6) The development of heuristics to guide the users to the right terms - this is primarily a human factors study. I would expect most user domain ontologies to be supported by multiple heuristic taxonomies to match the cultural habits of particular groups of users.

 

7) The development of domain standards against which business can be certified. It seems likely that a user domain ontology developed without considering 1 to 5 above is likely to fail or be replaced relatively rapidly. I conventional technologies, the Oil and Gas area (ISO 15926 I think) and some areas of industrial products (ISO 10303 series) provide examples, with the CAx-IF providing a certification like function for design geometry software.

 

8) The development of persistence criteria for assertions, and a way of communicating them. It takes a finite time to assemble and process a set of assertions. We know that the assertions business make changes over time and therefore we need assurance that the assertions we rely on for a business transaction remain valid, at least for the length of the transaction.

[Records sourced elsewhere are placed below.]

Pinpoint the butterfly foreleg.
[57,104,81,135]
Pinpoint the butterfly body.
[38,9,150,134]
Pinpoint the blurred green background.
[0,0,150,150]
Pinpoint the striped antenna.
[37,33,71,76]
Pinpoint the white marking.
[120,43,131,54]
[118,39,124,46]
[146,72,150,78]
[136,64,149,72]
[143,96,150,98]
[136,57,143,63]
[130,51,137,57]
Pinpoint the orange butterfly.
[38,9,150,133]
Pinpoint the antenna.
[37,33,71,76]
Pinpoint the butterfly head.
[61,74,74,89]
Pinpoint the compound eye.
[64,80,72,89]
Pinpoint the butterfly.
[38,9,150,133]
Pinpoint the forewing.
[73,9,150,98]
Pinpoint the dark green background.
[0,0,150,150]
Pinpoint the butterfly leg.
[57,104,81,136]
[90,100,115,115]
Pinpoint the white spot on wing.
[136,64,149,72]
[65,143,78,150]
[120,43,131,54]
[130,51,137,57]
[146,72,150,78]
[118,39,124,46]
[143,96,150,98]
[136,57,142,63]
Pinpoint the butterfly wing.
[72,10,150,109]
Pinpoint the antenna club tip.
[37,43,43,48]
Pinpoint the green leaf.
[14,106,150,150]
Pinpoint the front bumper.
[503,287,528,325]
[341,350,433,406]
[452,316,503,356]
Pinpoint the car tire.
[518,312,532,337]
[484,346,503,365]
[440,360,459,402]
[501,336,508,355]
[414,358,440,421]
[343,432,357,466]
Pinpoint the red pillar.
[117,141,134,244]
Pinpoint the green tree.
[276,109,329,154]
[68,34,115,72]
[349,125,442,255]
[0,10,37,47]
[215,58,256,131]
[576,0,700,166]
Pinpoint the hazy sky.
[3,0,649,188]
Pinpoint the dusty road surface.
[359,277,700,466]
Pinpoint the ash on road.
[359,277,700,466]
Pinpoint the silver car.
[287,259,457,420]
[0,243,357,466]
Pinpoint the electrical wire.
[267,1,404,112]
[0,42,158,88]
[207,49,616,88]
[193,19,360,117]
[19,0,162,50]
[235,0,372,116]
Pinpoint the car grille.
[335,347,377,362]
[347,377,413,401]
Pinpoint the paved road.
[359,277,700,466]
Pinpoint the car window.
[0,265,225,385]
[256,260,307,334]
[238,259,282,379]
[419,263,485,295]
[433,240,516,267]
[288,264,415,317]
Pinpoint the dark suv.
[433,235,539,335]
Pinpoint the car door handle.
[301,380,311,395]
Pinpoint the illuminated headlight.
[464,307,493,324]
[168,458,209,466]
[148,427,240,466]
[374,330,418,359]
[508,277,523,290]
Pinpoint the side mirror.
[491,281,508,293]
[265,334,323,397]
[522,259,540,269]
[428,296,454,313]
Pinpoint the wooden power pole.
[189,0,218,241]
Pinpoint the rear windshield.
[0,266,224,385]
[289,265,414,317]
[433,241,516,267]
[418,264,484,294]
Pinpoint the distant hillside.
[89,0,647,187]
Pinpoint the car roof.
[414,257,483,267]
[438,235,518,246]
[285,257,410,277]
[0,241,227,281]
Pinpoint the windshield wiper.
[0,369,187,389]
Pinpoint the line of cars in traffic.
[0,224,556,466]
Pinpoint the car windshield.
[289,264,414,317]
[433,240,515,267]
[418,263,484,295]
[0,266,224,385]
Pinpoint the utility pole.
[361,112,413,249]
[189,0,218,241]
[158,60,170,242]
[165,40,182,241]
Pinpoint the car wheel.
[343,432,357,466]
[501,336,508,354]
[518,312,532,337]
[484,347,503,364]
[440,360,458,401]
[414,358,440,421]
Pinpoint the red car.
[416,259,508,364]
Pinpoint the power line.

This could be analogous to record locking in conventional database systems, where, for example, the person buying the last ticket on an aeroplane takes a lock on the record until they pay or decline, preventing anyone else buying the ticket, and ensuring only one person can buy it. There are many more cases than simple transaction locking.

 

9) Methods for detecting and dealing with viral assertions - i.e. false assertions inserted into a trusted source. The problem is not simply to correct the assertions, but to propagate a warning to anyone who may have used the assertion (and may have cached the result).